Betrachten wir einmal genauer die Stadtwerke AG Düsseldorf und die AWISTA GmbH. Stadtwerke, das klingt vordergründig nach kommunalem Unternehmen. Bei Licht besehen haben aber die Stadtwerke Düsseldorf mit der Stadt Düsseldorf nur am Rande zu tun. Hauptgesellschafter ist mit 54,95 Prozent EnBW Energie Baden-Württemberg AG. 20 Prozent hält die GEW Köln AG. Lediglich mit einer Sperrminorität von 25,05 Prozent ist die Holding der Landeshauptstadt Düsseldorf dabei.

Die Stadtwerke Düsseldorf AG sind an der AWISTA GmbH mit 51 Prozent beteiligt. 49 Prozent hält REMONDIS Kommunale Dienste Rheinland GmbH. An dieser Gesellschaft wiederum war in früheren Jahren EnBW mit 49 Prozent beteiligt. Mehr Verflechtung geht kaum.

Obwohl Remondis Minderheitsgesellschafter ist, geben Manager praktisch den Ton an. Beide Geschäftsführer der AWISTA GmbH sind sehr eng mit Remondis verflochten. So fungiert der Sprecher der Geschäftsführung, ein Mann, der aus der ehemaligen Trienekens AG kommt, gleichzeitig als Geschäftsführer der Remondis Rhein-Wupper GmbH & Co. KG, Düsseldorf. Auch sein Geschäftsführerkollege war im Projektmanagement der Remondis GmbH Rheinland, Köln, tätig. Bis 2009 war er Geschäftsführer der heutigen Adrion Recycling GmbH, Langenfeld, einer Gesellschaft mit Mehrheitsbeteiligung der Remondis GmbH & Co. KG.

Die Müllverbrennungsanlage (MVA) in Düsseldorf-Flingern. Auch um die Kosten der “thermischen Verwretung” gibt es einen Disput. Foto: AWISTA GmbH Düsseldorf

Die AWISTA ist ein blühendes Unternehmen. Der jüngste Jahresanschluss aus dem Jahr 2015 weist einen Bilanzgewinn von 18.340.379 Euro aus. Davon dürfte die Stadt Düsseldorf -entsprechend ihrer Anteile am Unternehmen- aber nur einen Bruchteil erhalten. Kurios: Trotz der üppigen Gewinne werden die Gebühren erhöht. Es sieht ganz danach aus, als würden alle Kosten auf die Gebührenzahler umgelegt, während die Gewinne überwiegend in privaten Kassen landen“, mutmaßt ein Insider.

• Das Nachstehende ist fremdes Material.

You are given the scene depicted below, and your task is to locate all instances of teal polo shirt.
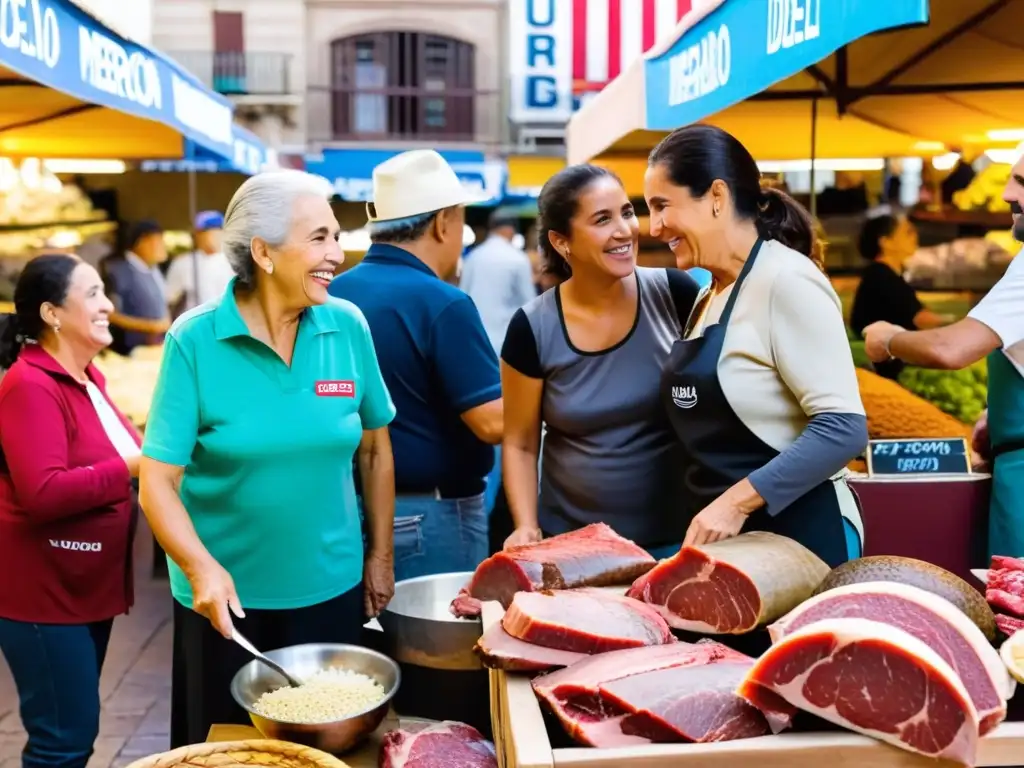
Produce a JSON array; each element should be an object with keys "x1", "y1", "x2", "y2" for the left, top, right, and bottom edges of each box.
[{"x1": 142, "y1": 280, "x2": 396, "y2": 610}]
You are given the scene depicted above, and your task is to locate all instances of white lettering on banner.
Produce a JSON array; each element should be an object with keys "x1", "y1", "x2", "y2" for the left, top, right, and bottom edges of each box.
[
  {"x1": 171, "y1": 73, "x2": 233, "y2": 147},
  {"x1": 234, "y1": 140, "x2": 263, "y2": 174},
  {"x1": 668, "y1": 24, "x2": 730, "y2": 107},
  {"x1": 49, "y1": 539, "x2": 103, "y2": 552},
  {"x1": 0, "y1": 0, "x2": 60, "y2": 68},
  {"x1": 79, "y1": 26, "x2": 161, "y2": 109},
  {"x1": 766, "y1": 0, "x2": 821, "y2": 55},
  {"x1": 508, "y1": 0, "x2": 572, "y2": 123}
]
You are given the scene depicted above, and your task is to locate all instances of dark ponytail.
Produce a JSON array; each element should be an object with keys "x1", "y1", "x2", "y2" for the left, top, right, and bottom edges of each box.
[
  {"x1": 0, "y1": 253, "x2": 80, "y2": 369},
  {"x1": 649, "y1": 125, "x2": 821, "y2": 268},
  {"x1": 536, "y1": 164, "x2": 621, "y2": 281}
]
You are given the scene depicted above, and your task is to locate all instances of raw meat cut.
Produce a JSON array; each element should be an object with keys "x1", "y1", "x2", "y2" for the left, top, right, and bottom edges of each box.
[
  {"x1": 475, "y1": 619, "x2": 588, "y2": 671},
  {"x1": 996, "y1": 614, "x2": 1024, "y2": 637},
  {"x1": 992, "y1": 555, "x2": 1024, "y2": 572},
  {"x1": 450, "y1": 524, "x2": 655, "y2": 619},
  {"x1": 378, "y1": 720, "x2": 497, "y2": 768},
  {"x1": 626, "y1": 532, "x2": 829, "y2": 634},
  {"x1": 769, "y1": 581, "x2": 1012, "y2": 735},
  {"x1": 532, "y1": 641, "x2": 796, "y2": 747},
  {"x1": 739, "y1": 617, "x2": 979, "y2": 766},
  {"x1": 814, "y1": 554, "x2": 997, "y2": 641},
  {"x1": 987, "y1": 565, "x2": 1024, "y2": 617},
  {"x1": 502, "y1": 588, "x2": 674, "y2": 653}
]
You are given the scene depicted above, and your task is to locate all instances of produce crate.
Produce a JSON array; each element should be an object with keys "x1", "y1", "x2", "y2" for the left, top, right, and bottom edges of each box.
[{"x1": 483, "y1": 603, "x2": 1024, "y2": 768}]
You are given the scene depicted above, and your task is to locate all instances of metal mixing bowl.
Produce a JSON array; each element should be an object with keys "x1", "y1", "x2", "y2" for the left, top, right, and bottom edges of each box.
[
  {"x1": 230, "y1": 643, "x2": 401, "y2": 754},
  {"x1": 377, "y1": 571, "x2": 483, "y2": 671}
]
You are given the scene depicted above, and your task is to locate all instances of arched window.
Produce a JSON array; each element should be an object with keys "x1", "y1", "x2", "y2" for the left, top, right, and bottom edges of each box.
[{"x1": 330, "y1": 32, "x2": 475, "y2": 140}]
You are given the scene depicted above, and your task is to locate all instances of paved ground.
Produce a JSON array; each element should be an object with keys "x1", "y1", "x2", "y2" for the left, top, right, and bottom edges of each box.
[{"x1": 0, "y1": 521, "x2": 174, "y2": 768}]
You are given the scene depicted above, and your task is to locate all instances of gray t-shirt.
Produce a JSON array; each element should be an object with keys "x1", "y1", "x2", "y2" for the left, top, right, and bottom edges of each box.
[{"x1": 501, "y1": 267, "x2": 700, "y2": 547}]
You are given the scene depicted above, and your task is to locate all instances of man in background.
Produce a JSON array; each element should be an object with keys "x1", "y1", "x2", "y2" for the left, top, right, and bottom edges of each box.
[
  {"x1": 102, "y1": 219, "x2": 170, "y2": 355},
  {"x1": 165, "y1": 210, "x2": 234, "y2": 316},
  {"x1": 329, "y1": 149, "x2": 503, "y2": 581},
  {"x1": 459, "y1": 211, "x2": 536, "y2": 353}
]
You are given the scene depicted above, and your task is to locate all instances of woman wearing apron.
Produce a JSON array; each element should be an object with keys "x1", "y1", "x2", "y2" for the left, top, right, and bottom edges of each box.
[{"x1": 644, "y1": 125, "x2": 867, "y2": 569}]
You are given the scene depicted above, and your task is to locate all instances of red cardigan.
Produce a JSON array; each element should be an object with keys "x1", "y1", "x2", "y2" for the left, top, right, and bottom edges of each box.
[{"x1": 0, "y1": 345, "x2": 140, "y2": 623}]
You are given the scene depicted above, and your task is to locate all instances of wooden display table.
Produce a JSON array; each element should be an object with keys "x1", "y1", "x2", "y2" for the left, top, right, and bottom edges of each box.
[
  {"x1": 208, "y1": 713, "x2": 415, "y2": 768},
  {"x1": 483, "y1": 602, "x2": 1024, "y2": 768}
]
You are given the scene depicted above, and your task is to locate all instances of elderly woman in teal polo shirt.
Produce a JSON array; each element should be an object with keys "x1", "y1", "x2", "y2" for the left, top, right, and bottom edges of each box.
[{"x1": 138, "y1": 170, "x2": 397, "y2": 748}]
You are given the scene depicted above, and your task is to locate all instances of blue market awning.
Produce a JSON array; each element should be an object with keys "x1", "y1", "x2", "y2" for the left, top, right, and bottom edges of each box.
[
  {"x1": 568, "y1": 0, "x2": 938, "y2": 164},
  {"x1": 0, "y1": 0, "x2": 238, "y2": 162},
  {"x1": 140, "y1": 124, "x2": 277, "y2": 175},
  {"x1": 305, "y1": 148, "x2": 507, "y2": 207}
]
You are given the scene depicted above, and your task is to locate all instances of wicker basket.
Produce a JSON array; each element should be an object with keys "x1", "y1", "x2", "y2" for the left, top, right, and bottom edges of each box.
[{"x1": 121, "y1": 739, "x2": 351, "y2": 768}]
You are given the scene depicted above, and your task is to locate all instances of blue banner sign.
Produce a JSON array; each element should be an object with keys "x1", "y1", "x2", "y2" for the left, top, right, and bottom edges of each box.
[
  {"x1": 644, "y1": 0, "x2": 930, "y2": 130},
  {"x1": 304, "y1": 148, "x2": 507, "y2": 206},
  {"x1": 0, "y1": 0, "x2": 236, "y2": 159},
  {"x1": 141, "y1": 125, "x2": 274, "y2": 175}
]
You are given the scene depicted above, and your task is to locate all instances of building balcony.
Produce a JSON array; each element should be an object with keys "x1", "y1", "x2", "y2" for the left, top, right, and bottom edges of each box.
[
  {"x1": 169, "y1": 51, "x2": 298, "y2": 106},
  {"x1": 306, "y1": 85, "x2": 502, "y2": 148}
]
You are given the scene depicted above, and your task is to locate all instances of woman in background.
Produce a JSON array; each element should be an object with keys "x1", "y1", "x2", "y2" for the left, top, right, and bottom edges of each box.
[
  {"x1": 140, "y1": 170, "x2": 397, "y2": 747},
  {"x1": 850, "y1": 213, "x2": 948, "y2": 380},
  {"x1": 501, "y1": 164, "x2": 701, "y2": 558},
  {"x1": 645, "y1": 125, "x2": 867, "y2": 568},
  {"x1": 0, "y1": 253, "x2": 140, "y2": 768}
]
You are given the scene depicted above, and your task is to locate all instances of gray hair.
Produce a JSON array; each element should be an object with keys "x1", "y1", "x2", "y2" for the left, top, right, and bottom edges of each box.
[
  {"x1": 222, "y1": 170, "x2": 335, "y2": 288},
  {"x1": 368, "y1": 211, "x2": 437, "y2": 244}
]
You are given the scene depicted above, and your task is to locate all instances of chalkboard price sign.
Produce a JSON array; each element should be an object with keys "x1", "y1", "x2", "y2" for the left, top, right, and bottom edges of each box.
[{"x1": 866, "y1": 438, "x2": 972, "y2": 477}]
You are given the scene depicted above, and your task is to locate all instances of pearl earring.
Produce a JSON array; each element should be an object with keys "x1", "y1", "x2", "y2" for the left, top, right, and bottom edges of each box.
[
  {"x1": 266, "y1": 263, "x2": 274, "y2": 275},
  {"x1": 53, "y1": 322, "x2": 61, "y2": 333}
]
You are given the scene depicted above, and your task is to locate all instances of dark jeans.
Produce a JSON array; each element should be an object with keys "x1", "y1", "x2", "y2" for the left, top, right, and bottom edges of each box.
[
  {"x1": 0, "y1": 618, "x2": 113, "y2": 768},
  {"x1": 170, "y1": 583, "x2": 365, "y2": 748}
]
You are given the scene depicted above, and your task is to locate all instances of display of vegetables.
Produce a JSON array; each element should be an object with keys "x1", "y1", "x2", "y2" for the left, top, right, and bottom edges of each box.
[
  {"x1": 855, "y1": 368, "x2": 973, "y2": 441},
  {"x1": 899, "y1": 360, "x2": 988, "y2": 426}
]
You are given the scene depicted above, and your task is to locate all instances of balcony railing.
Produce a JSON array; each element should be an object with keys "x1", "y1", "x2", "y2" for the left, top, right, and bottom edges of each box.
[
  {"x1": 169, "y1": 51, "x2": 293, "y2": 96},
  {"x1": 306, "y1": 85, "x2": 501, "y2": 145}
]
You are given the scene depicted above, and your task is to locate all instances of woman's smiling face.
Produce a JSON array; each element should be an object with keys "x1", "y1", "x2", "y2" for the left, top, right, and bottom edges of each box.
[
  {"x1": 644, "y1": 162, "x2": 721, "y2": 270},
  {"x1": 549, "y1": 176, "x2": 640, "y2": 280}
]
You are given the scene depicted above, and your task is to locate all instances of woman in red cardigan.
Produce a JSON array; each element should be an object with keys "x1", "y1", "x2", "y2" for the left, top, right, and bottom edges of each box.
[{"x1": 0, "y1": 253, "x2": 141, "y2": 768}]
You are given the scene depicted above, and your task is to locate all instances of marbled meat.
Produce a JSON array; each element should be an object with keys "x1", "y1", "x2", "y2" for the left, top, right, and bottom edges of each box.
[
  {"x1": 996, "y1": 614, "x2": 1024, "y2": 637},
  {"x1": 770, "y1": 581, "x2": 1012, "y2": 735},
  {"x1": 450, "y1": 524, "x2": 655, "y2": 619},
  {"x1": 503, "y1": 588, "x2": 674, "y2": 653},
  {"x1": 987, "y1": 555, "x2": 1024, "y2": 617},
  {"x1": 626, "y1": 532, "x2": 829, "y2": 634},
  {"x1": 532, "y1": 641, "x2": 796, "y2": 747},
  {"x1": 378, "y1": 721, "x2": 496, "y2": 768},
  {"x1": 740, "y1": 618, "x2": 979, "y2": 766},
  {"x1": 474, "y1": 588, "x2": 674, "y2": 671}
]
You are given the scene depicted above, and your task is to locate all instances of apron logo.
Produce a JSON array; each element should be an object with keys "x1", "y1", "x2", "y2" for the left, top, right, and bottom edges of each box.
[
  {"x1": 672, "y1": 385, "x2": 698, "y2": 409},
  {"x1": 49, "y1": 539, "x2": 102, "y2": 552},
  {"x1": 316, "y1": 380, "x2": 355, "y2": 397}
]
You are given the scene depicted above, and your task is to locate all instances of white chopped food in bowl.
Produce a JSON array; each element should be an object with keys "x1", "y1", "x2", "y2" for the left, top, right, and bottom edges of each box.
[{"x1": 251, "y1": 667, "x2": 387, "y2": 723}]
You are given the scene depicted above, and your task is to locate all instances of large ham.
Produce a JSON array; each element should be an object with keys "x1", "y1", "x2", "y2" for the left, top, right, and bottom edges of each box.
[
  {"x1": 533, "y1": 641, "x2": 796, "y2": 747},
  {"x1": 451, "y1": 524, "x2": 656, "y2": 618},
  {"x1": 626, "y1": 532, "x2": 829, "y2": 634},
  {"x1": 769, "y1": 581, "x2": 1012, "y2": 735},
  {"x1": 475, "y1": 588, "x2": 674, "y2": 671},
  {"x1": 379, "y1": 721, "x2": 497, "y2": 768},
  {"x1": 740, "y1": 618, "x2": 980, "y2": 766}
]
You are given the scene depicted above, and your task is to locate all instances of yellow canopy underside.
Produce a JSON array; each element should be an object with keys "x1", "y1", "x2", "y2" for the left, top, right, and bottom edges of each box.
[
  {"x1": 0, "y1": 67, "x2": 186, "y2": 159},
  {"x1": 570, "y1": 0, "x2": 1024, "y2": 163}
]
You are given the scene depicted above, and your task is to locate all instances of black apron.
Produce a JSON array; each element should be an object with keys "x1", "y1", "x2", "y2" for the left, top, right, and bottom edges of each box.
[{"x1": 662, "y1": 238, "x2": 849, "y2": 570}]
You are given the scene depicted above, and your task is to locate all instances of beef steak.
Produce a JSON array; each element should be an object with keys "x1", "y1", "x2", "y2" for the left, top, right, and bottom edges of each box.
[
  {"x1": 475, "y1": 619, "x2": 588, "y2": 672},
  {"x1": 532, "y1": 640, "x2": 795, "y2": 747},
  {"x1": 626, "y1": 532, "x2": 829, "y2": 634},
  {"x1": 740, "y1": 617, "x2": 979, "y2": 766},
  {"x1": 378, "y1": 721, "x2": 496, "y2": 768},
  {"x1": 769, "y1": 581, "x2": 1012, "y2": 735},
  {"x1": 450, "y1": 524, "x2": 655, "y2": 619}
]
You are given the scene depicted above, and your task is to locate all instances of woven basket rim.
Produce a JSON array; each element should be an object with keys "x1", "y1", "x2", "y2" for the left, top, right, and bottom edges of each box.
[{"x1": 120, "y1": 739, "x2": 352, "y2": 768}]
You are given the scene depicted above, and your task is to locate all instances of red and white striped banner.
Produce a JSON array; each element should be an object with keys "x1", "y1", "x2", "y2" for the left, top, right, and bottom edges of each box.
[{"x1": 572, "y1": 0, "x2": 694, "y2": 91}]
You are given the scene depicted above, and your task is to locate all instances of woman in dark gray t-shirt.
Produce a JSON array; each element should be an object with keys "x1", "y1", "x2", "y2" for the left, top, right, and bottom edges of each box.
[{"x1": 500, "y1": 165, "x2": 700, "y2": 557}]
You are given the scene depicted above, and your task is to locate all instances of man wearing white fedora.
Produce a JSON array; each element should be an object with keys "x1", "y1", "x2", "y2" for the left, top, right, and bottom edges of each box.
[{"x1": 329, "y1": 149, "x2": 503, "y2": 582}]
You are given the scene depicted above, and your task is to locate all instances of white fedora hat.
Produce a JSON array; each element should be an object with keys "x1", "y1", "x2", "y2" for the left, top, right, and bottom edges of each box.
[{"x1": 366, "y1": 149, "x2": 491, "y2": 223}]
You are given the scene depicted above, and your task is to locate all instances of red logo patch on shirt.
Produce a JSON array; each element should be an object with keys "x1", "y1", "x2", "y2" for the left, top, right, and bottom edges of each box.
[{"x1": 316, "y1": 380, "x2": 355, "y2": 397}]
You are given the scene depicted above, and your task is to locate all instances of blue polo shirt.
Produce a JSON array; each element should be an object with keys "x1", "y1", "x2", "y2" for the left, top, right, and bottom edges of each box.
[{"x1": 329, "y1": 244, "x2": 500, "y2": 497}]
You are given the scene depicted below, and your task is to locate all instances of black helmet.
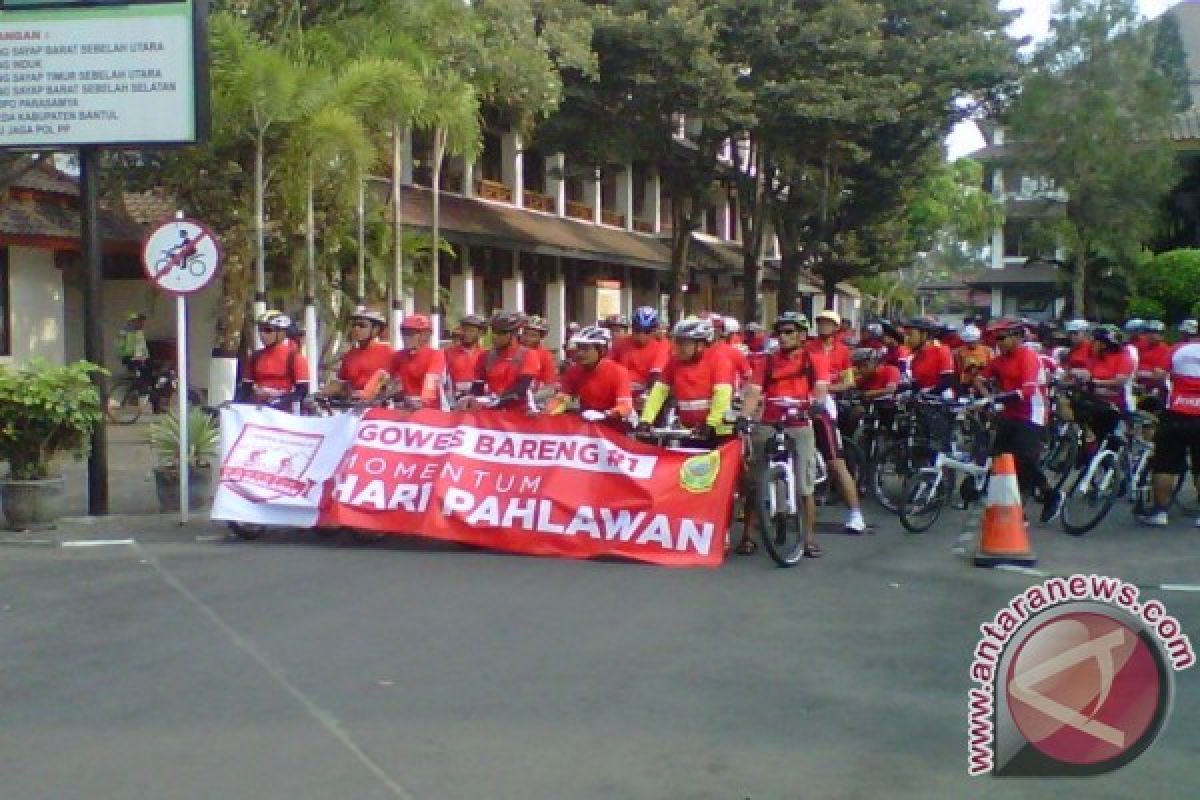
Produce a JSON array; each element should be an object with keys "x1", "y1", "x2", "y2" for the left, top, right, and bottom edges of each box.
[
  {"x1": 489, "y1": 310, "x2": 524, "y2": 333},
  {"x1": 773, "y1": 311, "x2": 809, "y2": 331},
  {"x1": 904, "y1": 316, "x2": 941, "y2": 333}
]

Den Rat der Stadt Düsseldorf ficht dies alles offenbar nicht an. Das Kommunalparlament hat sich in seiner Juli-Sitzung 2016 dafür ausgesprochen, die 2018 auslaufenden Konsortialverträge mit der AWISTA GmbH um weitere fünf Jahre zu verlängern. Und dies ohne Preisverhandlung, wie sie sich viele Gebührenzahler aufgrund der hohen Gebühren erhofft hatten. Nach gesetzlichen Vorgaben hätte auch neu ausgeschrieben werden müssen. Der Tagesordnungspunkt wurde in den nichtöffentlichen Teil der Ratssitzung verlegt und dort „nach Vorlage“, also ohne jede Debatte, abgehandelt. Die Chance, durch Neuausschreibung ein günstigeres Angebot zu erhalten, wurde vertan.

Dabei ist die AWISTA GmbH auch für die Beschäftigten nicht der reine Segen. Wie der örtlichen Presse zu entnehmen war, wurden nach Eintritt von Remondis straffe Sparmaßnahmen eingeleitet. Etwa 30 Prozent des Personals wurde „wegrationalisiert“. Andere AWISTA-Mitarbeiter wurden in Nebengesellschaften, zum Beispiel AWISTA Logistik umgegliedert, um Lohnkosten zu sparen.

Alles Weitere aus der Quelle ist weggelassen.